Its services include education, relief and social services, camp
infrastructure and improvement, health care and emergency assistance.
It was established by the UN General Assembly in 1949 to provide
assistance and protection to Palestine refugees in Jordan, Lebanon,
Syria, Gaza and the West Bank including East Jerusalem, who now number
more than 5 million. It is supported but not governed by an advisory
commission which includes Jordan, Syria, Lebanon and 24 countries which
are major contributors, with Palestine, the EU and the Arab league as
observers. Its
mandate,
next due for renewal in 2020, does not include helping refugees to end
their refugee status by integration, resettlement or repatriation (UNHCR
which deals with refugees in the rest of the world has such a mandate).

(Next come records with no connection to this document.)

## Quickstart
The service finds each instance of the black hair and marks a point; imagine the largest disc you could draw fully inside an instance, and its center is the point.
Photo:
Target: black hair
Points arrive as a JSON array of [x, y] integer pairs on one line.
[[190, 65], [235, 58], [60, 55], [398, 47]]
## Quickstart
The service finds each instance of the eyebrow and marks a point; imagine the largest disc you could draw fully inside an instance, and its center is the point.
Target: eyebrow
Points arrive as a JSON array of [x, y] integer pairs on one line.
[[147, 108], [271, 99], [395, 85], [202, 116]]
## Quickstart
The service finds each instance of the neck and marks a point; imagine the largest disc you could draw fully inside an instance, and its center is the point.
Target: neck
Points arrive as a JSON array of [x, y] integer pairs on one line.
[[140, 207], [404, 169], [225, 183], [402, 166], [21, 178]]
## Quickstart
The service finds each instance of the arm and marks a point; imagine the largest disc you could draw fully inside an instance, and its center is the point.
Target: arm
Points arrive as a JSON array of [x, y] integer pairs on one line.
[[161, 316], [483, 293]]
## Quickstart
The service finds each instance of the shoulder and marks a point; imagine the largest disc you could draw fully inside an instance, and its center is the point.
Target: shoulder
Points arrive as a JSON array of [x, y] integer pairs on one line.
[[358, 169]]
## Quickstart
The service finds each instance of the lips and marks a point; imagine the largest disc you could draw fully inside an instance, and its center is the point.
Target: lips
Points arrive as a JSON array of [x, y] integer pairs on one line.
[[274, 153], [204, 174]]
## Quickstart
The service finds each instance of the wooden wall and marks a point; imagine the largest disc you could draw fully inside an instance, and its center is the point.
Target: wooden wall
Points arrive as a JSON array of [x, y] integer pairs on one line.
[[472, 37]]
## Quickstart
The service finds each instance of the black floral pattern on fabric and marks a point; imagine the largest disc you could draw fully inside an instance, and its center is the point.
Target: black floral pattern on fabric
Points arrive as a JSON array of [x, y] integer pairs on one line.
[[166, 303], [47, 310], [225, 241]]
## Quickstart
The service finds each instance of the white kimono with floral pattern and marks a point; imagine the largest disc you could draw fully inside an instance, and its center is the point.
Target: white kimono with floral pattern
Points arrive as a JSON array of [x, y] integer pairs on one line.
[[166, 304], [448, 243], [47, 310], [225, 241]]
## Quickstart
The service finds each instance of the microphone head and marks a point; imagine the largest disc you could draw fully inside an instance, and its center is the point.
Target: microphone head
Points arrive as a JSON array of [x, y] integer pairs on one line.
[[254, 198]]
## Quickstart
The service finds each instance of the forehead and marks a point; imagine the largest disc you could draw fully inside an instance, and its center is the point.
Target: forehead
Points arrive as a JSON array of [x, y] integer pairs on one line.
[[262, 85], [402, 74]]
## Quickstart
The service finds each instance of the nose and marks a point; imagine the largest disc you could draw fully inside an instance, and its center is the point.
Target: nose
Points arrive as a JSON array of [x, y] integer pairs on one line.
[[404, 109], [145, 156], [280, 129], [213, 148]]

Over the years it has been involved in many emergencies and many
controversies. These include accusations that it perpetuates dependency,
that it has failed to protect Palestinians, that it has tolerated or
encouraged anti-Semitism and hatred of Israel (for example through
school books), that in Gaza it has been exploited or controlled by
Hamas, and that it has failed to control its funds. Israel has often
criticised UNRWA, but has not been interested in abolishing it. One
commentator described the relationship as “an
uneasy marriage of convenience between two unlikely bedfellows that has helped perpetuate the problem both have allegedly sought to resolve.”
The
UNRWA website has a summary of current activity. In
Gaza,
with 1.3 million refugees (even in Gaza not all the 1.9 million
population are refugees), it has 12,500 staff in over 300 installations.
In the
West Bank there are over 800,000 refugees, 19 camps. In
Syria
438,000 Palestinian refugees remain, among the worst affected by the
civil war; almost 60% have been displaced at least once. Cash assistance
has reduced the number in absolute poverty from 90% to 74%. UNRWA
currently has access to 10 of the 12 camps. 40% of UNRWA classrooms have
been lost and almost 25% of health centres are unusable. UNRWA has lost
18 staff members killed and 26 missing or detained. In
Lebanon
there are 450,000 refugees, 10% of the Lebanese population, about 53%
living in 12 camps. Lebanon has the highest percentage of refugees
living in abject poverty. Many Palestinian refugees have fled Syria and
entered Lebanon. In
Jordan there are more than 2
million refugees, most of them with full citizenship (not the case in
the other host countries), 18% of them in 10 camps. Again about 10,000
Palestinian refugees have fled Syria for Jordan, most of them in abject
poverty and with a precarious legal status.
UNRWA and its problems were discussed at length in an 18 November article in the
Washington Post “Right of return or time to move on?”, with no clear answers.
UNRWA was not set up to solve the Palestine problem and will not do
so. The US decision to stop funding it will not destroy it. If it were
destroyed the result would be greater suffering for the Palestinians and
greatly increased cost to Israel of the continued occupation. The
immediate political effect of the US action combined with other US
actions especially on Jerusalem is to shatter the myth that the USA is
qualified to act or indeed wishes to act as an evenhanded mediator.